Temple Sinai of Roslyn protests letter, pulls Blank Slate Media advertising

Noah Manskar
Temple Sinai of Roslyn is seen in Roslyn Heights. (Photo from mysinai.org)

A Roslyn Heights synagogue has pulled advertising from all Blank Slate Media publications, protesting the publisher’s decision to run a letter many viewed as anti-Semitic.

Temple Sinai of Roslyn announced the move in an emailed letter to members last Tuesday, saying its Board of Trustees “cannot turn over temple funds to a newspaper that knowingly has insulted the Jewish people and might do so again.”

The temple will also stop publishing event listings in the newspapers, the letter says.

“Every publisher exercises journalistic discretion, and even in opinion pieces, we believe that publishers should abstain from publishing outright anti-Semitic lies,” Rabbi Michael White and Jonathan A. Cheris, Temple Sinai’s president, wrote.

Blank Slate Media’s six North Shore newspapers and its website, The Island Now, published a Dec. 16 letter to the editor from John O’Kelly, a former East Williston school board trustee, that celebrated Republican President-elect Donald Trump’s election victory despite the efforts of “anti-Christian, anti-U.S. globalists, led by George Soros,” a Jewish investment banker and prominent Democratic donor.

O’Kelly called Soros a “Rothschild banker,” referring to the European Jewish banking family.

Many readers viewed the letter as a thinly veiled anti-Semitic screed propagating false conspiracy theories that Jews control news media and governments across the world.

The letter has since prompted 14 responses, most of them condemning O’Kelly, and an editorial by Steven Blank, Blank Slate Media’s editor and publisher.

In a Dec. 23 letter to the editor, White condemned the decision to publish O’Kelly’s letter, threatened to boycott Blank Slate Media’s publications and said he would encourage others to do the same.

The temple would consider advertising again if Blank “were to change his policy and commit to denying bigots and anti-Semites a platform in his papers,” White and Cheris’ Jan. 10 letter says.

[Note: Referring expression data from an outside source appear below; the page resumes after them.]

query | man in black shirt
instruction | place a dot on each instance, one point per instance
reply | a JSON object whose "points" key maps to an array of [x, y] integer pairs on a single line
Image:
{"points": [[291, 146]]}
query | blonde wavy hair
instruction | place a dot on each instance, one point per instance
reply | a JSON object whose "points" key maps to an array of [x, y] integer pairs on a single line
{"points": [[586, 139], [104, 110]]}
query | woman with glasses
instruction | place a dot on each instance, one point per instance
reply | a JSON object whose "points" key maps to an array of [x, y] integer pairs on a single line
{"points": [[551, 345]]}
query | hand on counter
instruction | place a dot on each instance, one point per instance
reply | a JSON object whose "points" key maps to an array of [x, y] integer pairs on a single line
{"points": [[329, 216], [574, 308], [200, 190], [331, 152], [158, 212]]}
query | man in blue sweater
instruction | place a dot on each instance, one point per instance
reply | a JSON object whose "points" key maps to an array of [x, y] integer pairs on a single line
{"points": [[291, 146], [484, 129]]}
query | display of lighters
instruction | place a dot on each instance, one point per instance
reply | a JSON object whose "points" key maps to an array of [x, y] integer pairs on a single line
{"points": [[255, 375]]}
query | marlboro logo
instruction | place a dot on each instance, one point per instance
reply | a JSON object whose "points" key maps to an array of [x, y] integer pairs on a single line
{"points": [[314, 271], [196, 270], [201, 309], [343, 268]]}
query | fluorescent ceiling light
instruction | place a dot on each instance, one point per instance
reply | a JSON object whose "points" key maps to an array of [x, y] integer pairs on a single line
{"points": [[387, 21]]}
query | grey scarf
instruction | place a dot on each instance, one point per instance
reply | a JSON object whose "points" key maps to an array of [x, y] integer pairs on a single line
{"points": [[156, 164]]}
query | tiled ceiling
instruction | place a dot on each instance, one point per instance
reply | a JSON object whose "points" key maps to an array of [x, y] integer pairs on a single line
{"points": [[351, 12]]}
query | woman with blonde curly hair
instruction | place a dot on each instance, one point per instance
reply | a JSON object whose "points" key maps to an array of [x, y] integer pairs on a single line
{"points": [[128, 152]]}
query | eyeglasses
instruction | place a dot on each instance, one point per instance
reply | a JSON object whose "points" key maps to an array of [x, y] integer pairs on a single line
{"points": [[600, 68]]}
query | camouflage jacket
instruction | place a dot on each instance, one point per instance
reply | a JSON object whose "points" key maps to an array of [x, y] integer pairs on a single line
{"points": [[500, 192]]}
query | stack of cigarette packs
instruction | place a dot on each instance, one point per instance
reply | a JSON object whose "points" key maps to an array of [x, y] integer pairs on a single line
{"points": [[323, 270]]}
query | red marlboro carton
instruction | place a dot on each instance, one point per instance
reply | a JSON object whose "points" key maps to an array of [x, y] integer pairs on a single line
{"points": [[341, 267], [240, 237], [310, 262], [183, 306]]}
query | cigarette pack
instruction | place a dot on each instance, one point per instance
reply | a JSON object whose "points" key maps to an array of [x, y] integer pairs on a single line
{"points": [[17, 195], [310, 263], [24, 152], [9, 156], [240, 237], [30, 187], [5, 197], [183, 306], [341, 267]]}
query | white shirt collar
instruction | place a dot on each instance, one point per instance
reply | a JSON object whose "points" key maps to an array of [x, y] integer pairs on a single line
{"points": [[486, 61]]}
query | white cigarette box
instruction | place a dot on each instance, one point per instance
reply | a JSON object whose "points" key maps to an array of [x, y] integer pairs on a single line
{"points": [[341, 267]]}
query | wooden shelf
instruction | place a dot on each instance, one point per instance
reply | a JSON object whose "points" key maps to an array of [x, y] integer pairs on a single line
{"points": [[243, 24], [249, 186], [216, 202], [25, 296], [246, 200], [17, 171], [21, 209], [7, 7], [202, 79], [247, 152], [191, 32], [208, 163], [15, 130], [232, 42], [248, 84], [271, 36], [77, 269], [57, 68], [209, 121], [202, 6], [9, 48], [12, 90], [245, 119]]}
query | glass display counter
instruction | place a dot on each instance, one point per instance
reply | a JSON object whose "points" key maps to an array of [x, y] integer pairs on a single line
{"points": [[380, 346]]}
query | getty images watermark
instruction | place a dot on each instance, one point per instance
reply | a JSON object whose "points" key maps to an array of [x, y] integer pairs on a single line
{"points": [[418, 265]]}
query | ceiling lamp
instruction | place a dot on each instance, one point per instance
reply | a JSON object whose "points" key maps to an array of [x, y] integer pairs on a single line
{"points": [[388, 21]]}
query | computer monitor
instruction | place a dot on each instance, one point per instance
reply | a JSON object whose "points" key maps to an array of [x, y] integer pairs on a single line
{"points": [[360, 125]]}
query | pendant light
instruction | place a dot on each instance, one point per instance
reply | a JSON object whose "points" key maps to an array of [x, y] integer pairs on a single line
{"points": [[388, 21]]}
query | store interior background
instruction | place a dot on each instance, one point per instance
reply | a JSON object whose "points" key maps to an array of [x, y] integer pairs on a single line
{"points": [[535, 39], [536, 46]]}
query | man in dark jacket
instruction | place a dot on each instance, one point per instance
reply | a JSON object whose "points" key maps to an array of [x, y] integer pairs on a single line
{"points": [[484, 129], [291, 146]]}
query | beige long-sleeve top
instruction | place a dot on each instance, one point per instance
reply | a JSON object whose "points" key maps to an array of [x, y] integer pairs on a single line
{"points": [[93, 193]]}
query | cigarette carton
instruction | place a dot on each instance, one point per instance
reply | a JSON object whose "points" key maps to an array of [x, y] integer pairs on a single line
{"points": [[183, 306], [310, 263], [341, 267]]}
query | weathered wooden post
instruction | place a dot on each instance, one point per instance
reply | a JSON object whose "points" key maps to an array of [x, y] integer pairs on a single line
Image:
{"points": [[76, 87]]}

White did not respond to an email and two phone calls seeking further comment.

Blank, an East Hills resident who founded Blank Slate Media in 2010, declined to say how much Temple Sinai spent on advertising, but said it was a significant client that advertised regularly.

A second client has also refused to continue advertising because of the decision to publish O’Kelly’s letter, according to an email sent to Blank Slate Media.

Blank maintains his newspapers’ opinion pages as a “marketplace of ideas” and will publish any letter from local readers unless it contains potentially libelous material, personal attacks or explicit hate speech, he said.

While he agreed that O’Kelly’s letter contained thinly veiled anti-Semitism, it did not cross that line because readers may have disagreed or not understood the context of O’Kelly’s references, Blank said.

At a Jan. 5 meeting, Blank said, White would not shift from his “extreme” position that the newspapers should not publish any letters offensive to Jews or other minority groups, including those agreeing with Trump’s statements denigrating Mexicans and Muslims.

White and the temple are entitled to pull their advertising, but their demands amount to “an attack on free speech,” Blank said. He does not plan to change his policy on which letters to publish.

“In effect, it’s ‘might makes right’ in this argument, and I would think that — I would hope that the arguments are made on the merits rather than trying to enforce his point of view with financial penalties,” he said.

The dispute comes amid recent national debates about free speech and the censorship of bigoted views, and follows a spate of anti-Semitic graffiti and other hate crimes on the North Shore and elsewhere.

In his editorial published Dec. 30, Blank said O’Kelly’s letter reflected discourse Trump brought into the mainstream during his presidential campaign.

Trump’s final campaign advertisement cast Soros, Goldman Sachs Chairman Lloyd Blankfein and Federal Reserve Chairwoman Janet Yellen — all of whom are Jewish — as “global special interests” who “control the levers of power in Washington.”

In the editorial, Blank said he found O’Kelly’s letter “objectionable and extreme,” adding, “But we also believe we are better served by confronting ignorant or hateful ideas than pretending they don’t exist.”

Rabbi Michael Klayman of the Lake Success Jewish Center praised Blank’s decision to publish O’Kelly’s letter, saying it allowed the community to openly discuss and condemn hateful language.

“We know that these kinds of views are being expressed,” Klayman said. “I would rather see them be expressed in a forum that enables the public to respond rather than in some … secretive way.”

In a second letter published Dec. 30, O’Kelly rejected the accusations of anti-Semitism, saying he originally decried a globalist agenda that favors war and debt over the United States’ best interests.

He wrote that Soros represents the “powers-that-be” who have “used their domination of the media” to attack Trump and his populist campaign.